Quirk Box is the two-person team  Jayesh Sachdev and Rixi Bhatia, and Sachdev is quite a dapper man. If you follow him on Instagram, you will see that he is an avid traveller, an excitable beach bum and often uploads personal artwork that might not have anything to do with fashion or his brand. “I don’t think of myself as a fashion designer. I am an artist,” Sachdev states during our chat.

“Quirk Box is an art label. We sell art through fashion. The idea of Quirk Box started from the simple concept of providing art to the consumer, by changing the medium of a canvas to a fabric that stitched into a drape as a garment. We make functional art.” As a label, over seasons, Quirk Box has moved from prints to interesting embroidery. Their Love collection had beautiful raw silk bundis for men, with red geometric hearts embroidered on them — stately, yet fun and casual. With every passing year, the label is slowly being able to strike that important balance. Jayesh agrees that they are growing up. “Quirk Box has evolved since its inception. Both Rixi and I have evolved as artists and designers. Our creations are a reflection, often of ourselves, and this evolution of us as individuals reflects in the label, the art and the fashion. There is an inherent whimsical side to the art and concepts we present, but we are experimenting with silhouettes, fabrics, embroidery and surface texture now.”
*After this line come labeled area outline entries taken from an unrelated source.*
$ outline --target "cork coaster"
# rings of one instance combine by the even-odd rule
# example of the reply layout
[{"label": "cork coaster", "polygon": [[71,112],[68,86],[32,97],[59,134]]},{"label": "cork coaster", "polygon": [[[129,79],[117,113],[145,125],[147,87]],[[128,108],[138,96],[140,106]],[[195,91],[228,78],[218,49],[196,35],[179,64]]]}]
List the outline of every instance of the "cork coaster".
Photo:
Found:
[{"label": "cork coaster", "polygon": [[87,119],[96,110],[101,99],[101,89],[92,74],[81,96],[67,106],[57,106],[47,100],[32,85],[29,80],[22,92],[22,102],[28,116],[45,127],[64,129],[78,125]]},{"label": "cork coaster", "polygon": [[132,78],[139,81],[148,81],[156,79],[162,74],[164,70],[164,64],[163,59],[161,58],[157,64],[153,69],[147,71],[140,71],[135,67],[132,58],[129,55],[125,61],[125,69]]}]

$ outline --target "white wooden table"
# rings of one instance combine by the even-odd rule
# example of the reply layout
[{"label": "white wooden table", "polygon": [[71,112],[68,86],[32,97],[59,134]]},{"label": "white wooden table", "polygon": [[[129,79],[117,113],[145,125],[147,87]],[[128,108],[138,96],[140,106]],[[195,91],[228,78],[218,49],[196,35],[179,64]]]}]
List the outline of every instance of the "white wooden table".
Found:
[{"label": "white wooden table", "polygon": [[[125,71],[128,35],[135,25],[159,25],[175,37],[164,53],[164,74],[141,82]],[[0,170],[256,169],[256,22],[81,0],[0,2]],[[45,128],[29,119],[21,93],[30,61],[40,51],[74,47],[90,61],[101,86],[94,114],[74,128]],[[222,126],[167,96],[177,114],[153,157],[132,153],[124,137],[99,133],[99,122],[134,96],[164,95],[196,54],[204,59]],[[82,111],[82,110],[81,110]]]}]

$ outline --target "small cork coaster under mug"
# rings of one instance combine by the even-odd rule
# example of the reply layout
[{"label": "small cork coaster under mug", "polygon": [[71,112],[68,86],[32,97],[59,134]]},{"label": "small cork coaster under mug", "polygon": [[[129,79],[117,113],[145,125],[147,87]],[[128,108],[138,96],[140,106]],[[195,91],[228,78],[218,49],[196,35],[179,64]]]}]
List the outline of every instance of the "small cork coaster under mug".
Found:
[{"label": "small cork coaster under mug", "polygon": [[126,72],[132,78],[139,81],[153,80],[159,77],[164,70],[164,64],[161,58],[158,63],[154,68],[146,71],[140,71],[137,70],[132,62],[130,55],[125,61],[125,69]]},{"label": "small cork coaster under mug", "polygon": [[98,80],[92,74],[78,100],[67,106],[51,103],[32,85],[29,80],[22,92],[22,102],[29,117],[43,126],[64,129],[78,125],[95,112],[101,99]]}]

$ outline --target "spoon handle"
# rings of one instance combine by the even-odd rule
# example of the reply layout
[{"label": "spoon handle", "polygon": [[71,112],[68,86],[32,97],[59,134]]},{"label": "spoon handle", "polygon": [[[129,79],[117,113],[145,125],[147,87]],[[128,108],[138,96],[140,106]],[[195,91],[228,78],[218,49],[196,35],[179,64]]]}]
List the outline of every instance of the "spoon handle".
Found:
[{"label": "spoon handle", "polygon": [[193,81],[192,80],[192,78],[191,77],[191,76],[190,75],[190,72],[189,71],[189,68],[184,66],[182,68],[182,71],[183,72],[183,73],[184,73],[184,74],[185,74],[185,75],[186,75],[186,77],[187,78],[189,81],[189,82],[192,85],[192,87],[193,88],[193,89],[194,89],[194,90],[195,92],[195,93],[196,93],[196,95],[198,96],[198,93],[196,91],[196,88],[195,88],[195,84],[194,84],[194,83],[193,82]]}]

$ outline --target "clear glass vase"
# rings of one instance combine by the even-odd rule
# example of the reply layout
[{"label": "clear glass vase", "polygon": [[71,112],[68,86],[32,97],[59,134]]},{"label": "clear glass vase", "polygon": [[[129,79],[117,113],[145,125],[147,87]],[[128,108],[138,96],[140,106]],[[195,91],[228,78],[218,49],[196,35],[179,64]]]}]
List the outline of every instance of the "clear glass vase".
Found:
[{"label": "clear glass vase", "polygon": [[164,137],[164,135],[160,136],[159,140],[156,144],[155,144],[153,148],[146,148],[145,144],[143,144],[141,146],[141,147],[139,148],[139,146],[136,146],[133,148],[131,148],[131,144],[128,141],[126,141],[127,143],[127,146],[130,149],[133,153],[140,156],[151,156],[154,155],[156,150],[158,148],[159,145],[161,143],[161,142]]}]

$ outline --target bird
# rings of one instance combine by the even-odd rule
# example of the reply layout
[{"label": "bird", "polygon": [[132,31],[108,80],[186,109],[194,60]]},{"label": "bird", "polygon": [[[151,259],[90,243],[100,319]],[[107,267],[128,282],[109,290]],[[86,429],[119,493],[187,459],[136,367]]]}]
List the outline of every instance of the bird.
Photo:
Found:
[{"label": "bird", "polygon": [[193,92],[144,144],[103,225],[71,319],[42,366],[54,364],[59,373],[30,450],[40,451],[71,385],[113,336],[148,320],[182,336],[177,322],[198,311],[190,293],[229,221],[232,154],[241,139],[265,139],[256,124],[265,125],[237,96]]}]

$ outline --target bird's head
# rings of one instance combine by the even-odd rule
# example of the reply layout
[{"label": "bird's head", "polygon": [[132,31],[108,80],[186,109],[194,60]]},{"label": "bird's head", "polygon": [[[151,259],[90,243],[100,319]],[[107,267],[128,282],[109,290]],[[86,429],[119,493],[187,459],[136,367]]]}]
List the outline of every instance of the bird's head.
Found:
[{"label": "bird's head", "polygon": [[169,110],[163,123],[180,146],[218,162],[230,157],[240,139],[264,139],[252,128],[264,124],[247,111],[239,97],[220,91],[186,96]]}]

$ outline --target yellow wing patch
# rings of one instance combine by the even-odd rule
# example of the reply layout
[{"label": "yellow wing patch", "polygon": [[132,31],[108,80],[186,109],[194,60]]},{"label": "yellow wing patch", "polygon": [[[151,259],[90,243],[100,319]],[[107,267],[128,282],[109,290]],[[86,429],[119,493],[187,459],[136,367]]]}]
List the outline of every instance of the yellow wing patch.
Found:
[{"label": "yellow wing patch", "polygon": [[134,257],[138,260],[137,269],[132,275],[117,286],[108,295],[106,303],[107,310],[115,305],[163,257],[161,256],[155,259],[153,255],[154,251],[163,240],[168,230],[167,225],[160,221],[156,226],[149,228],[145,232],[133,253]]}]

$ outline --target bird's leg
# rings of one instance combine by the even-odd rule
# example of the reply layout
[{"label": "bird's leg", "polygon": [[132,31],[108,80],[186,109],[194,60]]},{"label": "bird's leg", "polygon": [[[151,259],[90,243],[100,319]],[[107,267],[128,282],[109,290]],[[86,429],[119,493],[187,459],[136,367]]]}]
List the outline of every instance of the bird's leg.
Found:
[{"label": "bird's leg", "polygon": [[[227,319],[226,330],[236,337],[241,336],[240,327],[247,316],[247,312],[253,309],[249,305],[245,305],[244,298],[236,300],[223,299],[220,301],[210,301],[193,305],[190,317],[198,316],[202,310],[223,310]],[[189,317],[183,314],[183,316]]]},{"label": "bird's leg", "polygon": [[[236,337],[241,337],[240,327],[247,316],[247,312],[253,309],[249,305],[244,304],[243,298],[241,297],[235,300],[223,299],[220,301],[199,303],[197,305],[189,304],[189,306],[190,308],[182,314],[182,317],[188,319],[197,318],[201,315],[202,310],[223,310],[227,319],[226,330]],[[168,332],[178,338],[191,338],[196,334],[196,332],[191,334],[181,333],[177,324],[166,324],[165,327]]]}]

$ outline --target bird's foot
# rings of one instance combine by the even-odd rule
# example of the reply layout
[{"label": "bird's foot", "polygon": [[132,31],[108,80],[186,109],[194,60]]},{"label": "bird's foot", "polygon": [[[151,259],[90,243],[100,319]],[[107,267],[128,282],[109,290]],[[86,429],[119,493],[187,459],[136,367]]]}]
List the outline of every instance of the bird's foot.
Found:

This statement of being an art label was put down quite literally in Quirk Box’s latest collection, which they showed at the recently concluded Lakme Fashion Week Summer/Resort. The collection, titled This Is Not Fashion, opened with an AV which ended with a thought-provoking line — Be Art. The collection featured prints and embroidery, breezy and Parisienne, a perfect blend of light summer clothing, lounge wear and smart casuals. “I believe fashion in many ways can be art. The concept of the showcase this season was to establish, rather vocally, that Quirk Box is NOT a fashion label. That we are, in fact, an art label. Why is it that when you drape a piece of fabric on four pieces of wood and hang it in a gallery, only then is it referred to as “art”? I believe that when you drape a piece of fabric on your skin and bones, you become a moving gallery by yourself,” says Jayesh.

And what does he think of the Indian fashion industry? How has it changed and what has it become? “Indian fashion has become fast fashion. We have become consumer driven and our fashion scene has never been more experimental. We are well travelled now and derive influences from international fashion more so now than before. This is an exciting time for creative fashion designers.” Are there any popular trends that he is really enjoying? “Print on print, anti-fit kurta shirts and vintage jewellery with western wear. I hate it when people try to match their accessories to their clothes.”